Web Scrape Tool¶
The Web Scrape tool fetches web pages and extracts content, links, or metadata using Cheerio. It enforces domain-level access controls and response size limits to prevent abuse.
Quick Reference¶
| Property | Value |
|---|---|
| Node name | tools/web-scrape |
| Version | 0.1.0 |
| Library | cheerio + native fetch |
| Actions | fetch, extract, extractLinks, extractMetadata |
| Tags | scrape, web, html, cheerio, tools, agentic |
Actions¶
fetch¶
Fetch a web page, strip non-content elements (scripts, styles, nav, footer, header), and return the cleaned body text.
| Parameter | Type | Required | Description |
|---|---|---|---|
url |
string | Yes | URL to fetch (must be http or https) |
headers |
Record\<string, string> | No | Custom HTTP headers |
timeout |
integer | No | Request timeout in ms (default: 30000) |
userAgent |
string | No | Custom User-Agent string |
Returns { content } -- the cleaned text content of the page body.
extract¶
Extract specific elements from a page using a CSS selector.
| Parameter | Type | Required | Description |
|---|---|---|---|
url |
string | Yes | URL to fetch |
selector |
string | Yes | CSS selector to match elements |
headers |
Record\<string, string> | No | Custom HTTP headers |
timeout |
integer | No | Request timeout in ms (default: 30000) |
userAgent |
string | No | Custom User-Agent string |
Returns { elements } -- an array of { text, html, attributes } for each matched element.
extractLinks¶
Extract all links from a page (excluding navigation, footer, and other non-content areas).
| Parameter | Type | Required | Description |
|---|---|---|---|
url |
string | Yes | URL to fetch |
headers |
Record\<string, string> | No | Custom HTTP headers |
timeout |
integer | No | Request timeout in ms (default: 30000) |
Returns { links } -- an array of { text, url } objects with absolute URLs.
extractMetadata¶
Extract page metadata: title, meta description, Open Graph tags, and canonical URL.

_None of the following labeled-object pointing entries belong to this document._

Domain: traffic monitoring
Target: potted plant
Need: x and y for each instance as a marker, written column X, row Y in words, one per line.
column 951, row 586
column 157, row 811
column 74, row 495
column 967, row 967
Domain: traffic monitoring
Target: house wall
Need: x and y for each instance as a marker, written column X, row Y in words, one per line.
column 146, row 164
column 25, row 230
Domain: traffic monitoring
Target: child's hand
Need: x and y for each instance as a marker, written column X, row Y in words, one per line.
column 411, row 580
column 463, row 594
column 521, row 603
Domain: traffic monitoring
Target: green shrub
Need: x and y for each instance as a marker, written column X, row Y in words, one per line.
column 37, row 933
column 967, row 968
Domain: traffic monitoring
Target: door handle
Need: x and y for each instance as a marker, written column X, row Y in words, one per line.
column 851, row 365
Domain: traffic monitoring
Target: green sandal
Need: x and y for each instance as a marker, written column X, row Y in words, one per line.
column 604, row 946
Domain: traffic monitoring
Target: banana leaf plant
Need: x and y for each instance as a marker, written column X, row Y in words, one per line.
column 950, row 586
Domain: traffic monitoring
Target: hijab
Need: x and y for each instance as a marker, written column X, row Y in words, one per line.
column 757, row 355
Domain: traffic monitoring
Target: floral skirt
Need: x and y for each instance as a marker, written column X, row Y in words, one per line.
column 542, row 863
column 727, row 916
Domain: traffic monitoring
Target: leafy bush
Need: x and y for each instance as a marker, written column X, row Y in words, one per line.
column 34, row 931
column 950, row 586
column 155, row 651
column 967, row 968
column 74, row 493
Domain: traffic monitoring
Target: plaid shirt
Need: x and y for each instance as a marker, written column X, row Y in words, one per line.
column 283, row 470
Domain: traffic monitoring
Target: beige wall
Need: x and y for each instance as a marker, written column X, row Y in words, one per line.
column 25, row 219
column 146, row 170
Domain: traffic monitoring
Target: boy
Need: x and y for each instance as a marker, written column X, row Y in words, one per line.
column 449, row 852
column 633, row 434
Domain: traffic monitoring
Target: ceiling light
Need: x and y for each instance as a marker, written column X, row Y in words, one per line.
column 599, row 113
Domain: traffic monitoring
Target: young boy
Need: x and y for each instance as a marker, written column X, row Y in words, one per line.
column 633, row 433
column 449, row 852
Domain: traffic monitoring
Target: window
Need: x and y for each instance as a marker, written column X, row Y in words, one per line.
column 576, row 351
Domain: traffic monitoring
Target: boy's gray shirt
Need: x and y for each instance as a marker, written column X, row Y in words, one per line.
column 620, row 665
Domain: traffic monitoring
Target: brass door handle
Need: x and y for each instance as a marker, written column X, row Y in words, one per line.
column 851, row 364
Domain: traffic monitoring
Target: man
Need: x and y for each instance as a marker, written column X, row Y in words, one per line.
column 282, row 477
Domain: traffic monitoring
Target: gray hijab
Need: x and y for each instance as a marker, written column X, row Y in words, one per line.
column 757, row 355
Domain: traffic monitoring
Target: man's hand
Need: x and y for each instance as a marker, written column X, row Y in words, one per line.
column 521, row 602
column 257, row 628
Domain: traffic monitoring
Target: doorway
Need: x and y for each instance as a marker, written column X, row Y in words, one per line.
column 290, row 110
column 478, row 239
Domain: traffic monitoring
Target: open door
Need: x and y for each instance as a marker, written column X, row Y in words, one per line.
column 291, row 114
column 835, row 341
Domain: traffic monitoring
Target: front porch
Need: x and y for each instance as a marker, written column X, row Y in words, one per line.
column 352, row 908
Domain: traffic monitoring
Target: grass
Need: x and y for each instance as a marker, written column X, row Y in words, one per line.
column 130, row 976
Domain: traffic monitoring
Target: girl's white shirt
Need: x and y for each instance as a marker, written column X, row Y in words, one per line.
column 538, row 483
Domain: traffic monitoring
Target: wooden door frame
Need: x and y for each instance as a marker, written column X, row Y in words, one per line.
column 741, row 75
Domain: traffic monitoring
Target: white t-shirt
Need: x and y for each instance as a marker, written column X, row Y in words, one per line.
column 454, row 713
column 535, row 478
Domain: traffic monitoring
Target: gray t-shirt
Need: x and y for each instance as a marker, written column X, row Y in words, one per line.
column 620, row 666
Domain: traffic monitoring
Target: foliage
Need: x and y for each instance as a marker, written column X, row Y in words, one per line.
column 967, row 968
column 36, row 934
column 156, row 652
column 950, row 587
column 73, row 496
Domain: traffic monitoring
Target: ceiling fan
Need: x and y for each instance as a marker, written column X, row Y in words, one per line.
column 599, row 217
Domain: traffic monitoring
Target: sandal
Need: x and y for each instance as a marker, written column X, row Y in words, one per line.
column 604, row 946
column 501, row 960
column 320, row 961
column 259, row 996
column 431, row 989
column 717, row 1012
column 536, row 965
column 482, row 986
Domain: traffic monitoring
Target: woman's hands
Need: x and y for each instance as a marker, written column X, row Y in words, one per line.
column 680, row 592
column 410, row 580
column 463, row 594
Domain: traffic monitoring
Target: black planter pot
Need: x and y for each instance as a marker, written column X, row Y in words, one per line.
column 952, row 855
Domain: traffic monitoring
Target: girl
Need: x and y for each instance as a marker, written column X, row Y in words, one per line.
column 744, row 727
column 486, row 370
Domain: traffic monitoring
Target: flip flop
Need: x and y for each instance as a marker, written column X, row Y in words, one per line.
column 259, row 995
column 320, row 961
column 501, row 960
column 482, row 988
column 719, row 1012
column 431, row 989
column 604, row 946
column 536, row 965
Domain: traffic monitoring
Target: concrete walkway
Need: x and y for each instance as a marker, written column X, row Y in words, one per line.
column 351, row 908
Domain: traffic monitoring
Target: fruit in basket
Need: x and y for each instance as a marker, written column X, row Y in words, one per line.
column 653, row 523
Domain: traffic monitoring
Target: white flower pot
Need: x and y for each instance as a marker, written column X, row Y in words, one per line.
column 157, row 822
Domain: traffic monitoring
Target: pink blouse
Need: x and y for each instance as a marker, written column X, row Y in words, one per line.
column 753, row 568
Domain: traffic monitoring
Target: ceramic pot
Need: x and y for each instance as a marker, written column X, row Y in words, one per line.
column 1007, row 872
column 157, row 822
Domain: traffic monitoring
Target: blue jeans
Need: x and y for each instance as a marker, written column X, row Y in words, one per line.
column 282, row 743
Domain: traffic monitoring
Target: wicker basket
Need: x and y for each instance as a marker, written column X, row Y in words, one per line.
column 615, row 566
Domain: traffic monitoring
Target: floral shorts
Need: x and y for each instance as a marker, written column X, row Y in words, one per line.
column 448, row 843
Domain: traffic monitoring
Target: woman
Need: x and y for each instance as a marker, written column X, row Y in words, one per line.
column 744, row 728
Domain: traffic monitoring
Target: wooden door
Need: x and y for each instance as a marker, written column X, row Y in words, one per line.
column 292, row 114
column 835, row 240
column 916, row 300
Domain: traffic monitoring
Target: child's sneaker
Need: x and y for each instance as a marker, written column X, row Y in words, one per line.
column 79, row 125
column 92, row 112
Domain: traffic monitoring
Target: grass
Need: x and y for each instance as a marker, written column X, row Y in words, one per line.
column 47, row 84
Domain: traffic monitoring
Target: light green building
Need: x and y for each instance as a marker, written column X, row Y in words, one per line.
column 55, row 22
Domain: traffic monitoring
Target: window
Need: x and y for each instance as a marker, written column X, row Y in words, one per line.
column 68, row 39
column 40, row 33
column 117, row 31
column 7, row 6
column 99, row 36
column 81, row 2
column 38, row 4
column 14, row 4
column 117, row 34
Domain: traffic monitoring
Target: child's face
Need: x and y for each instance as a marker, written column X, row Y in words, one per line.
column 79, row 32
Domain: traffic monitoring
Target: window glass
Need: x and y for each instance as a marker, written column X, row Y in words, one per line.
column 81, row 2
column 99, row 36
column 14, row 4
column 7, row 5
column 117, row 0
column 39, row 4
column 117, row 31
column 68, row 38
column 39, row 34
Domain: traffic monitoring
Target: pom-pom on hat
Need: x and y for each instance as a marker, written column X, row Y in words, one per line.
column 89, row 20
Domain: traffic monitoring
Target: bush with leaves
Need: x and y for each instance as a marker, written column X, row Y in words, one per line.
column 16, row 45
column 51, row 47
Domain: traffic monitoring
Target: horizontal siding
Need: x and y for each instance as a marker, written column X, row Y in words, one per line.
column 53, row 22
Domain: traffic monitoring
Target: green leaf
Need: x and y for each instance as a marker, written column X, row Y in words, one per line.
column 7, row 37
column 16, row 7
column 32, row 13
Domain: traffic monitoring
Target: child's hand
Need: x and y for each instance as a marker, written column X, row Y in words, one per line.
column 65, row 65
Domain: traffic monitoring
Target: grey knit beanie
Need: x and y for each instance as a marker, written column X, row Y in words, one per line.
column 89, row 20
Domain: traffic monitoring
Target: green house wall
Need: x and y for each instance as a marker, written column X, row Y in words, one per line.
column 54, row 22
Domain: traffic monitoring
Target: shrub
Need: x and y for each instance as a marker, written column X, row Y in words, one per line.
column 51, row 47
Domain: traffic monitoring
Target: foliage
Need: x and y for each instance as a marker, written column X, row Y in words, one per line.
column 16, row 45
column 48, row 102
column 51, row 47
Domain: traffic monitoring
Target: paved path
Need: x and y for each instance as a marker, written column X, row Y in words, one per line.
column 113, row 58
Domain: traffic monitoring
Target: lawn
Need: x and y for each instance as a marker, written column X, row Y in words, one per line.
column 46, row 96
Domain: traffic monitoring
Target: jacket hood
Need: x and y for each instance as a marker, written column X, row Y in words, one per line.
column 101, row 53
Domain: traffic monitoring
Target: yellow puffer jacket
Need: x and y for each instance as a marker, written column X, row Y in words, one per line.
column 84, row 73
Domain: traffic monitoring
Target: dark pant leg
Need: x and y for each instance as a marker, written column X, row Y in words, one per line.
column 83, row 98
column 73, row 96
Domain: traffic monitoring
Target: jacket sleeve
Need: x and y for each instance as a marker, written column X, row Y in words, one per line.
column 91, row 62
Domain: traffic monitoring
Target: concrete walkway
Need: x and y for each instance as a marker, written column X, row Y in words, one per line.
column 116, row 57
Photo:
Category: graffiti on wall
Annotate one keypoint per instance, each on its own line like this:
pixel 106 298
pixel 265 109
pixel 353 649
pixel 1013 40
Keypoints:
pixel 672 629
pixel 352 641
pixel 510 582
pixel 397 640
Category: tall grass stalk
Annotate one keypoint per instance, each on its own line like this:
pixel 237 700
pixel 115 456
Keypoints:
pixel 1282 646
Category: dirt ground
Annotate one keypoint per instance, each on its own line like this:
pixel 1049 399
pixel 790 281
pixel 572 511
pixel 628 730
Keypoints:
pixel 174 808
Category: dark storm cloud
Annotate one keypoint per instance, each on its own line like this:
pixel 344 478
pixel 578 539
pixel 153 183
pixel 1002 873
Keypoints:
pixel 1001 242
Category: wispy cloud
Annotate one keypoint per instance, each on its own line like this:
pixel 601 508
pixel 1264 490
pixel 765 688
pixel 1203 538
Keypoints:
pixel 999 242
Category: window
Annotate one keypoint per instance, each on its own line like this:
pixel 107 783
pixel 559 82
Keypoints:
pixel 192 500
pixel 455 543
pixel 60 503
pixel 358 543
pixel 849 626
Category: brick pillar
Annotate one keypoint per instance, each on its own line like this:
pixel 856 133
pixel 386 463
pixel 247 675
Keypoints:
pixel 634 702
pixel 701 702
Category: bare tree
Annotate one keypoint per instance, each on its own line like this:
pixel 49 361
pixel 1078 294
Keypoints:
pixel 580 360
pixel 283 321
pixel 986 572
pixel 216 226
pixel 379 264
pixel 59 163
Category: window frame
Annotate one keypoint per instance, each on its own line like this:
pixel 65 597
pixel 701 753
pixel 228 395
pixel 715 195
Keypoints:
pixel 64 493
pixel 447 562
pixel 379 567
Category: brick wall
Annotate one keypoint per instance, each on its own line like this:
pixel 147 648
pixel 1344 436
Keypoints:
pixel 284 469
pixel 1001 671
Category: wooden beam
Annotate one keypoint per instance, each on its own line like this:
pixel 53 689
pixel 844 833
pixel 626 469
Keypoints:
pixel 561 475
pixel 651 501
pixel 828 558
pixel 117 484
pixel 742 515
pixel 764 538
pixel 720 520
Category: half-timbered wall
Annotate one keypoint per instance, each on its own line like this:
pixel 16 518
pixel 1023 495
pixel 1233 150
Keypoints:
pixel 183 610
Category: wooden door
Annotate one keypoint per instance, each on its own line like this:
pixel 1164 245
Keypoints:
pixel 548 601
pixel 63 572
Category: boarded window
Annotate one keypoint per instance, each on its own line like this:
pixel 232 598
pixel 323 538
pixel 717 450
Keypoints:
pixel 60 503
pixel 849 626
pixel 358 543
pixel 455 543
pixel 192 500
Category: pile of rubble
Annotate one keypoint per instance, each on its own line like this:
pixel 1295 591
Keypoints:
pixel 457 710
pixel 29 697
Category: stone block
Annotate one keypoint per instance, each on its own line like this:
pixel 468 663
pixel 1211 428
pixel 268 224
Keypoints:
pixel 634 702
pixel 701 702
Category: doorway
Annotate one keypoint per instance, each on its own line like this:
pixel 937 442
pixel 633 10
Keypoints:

| Parameter | Type | Required | Description |
|---|---|---|---|
url |
string | Yes | URL to fetch |
headers |
Record\<string, string> | No | Custom HTTP headers |
timeout |
integer | No | Request timeout in ms (default: 30000) |
Returns { title, metaDescription, ogTitle, ogDescription, ogImage, canonical }.
Output Schema¶
| Field | Type | Description |
|---|---|---|
data |
object | Action-specific result data |
url |
string | The URL that was fetched |
success |
boolean | true on success |
Configuration Reference¶
| Property | Type | Default | Description |
|---|---|---|---|
allowedDomains |
string[] | (none) | If set, only these domains (and their subdomains) can be fetched. |
blockedDomains |
string[] | [] |
Domains that are always blocked, even if they match allowedDomains. |
maxResponseSize |
integer | 5000000 (5 MB) |
Maximum response size in bytes. Responses larger than this are rejected. |
Safety¶
Domain restrictions¶
The tool supports both allowlisting and blocklisting of domains:
- allowedDomains: When configured, only URLs whose hostname matches (or is a subdomain of) an allowed domain are fetched. All other domains are rejected.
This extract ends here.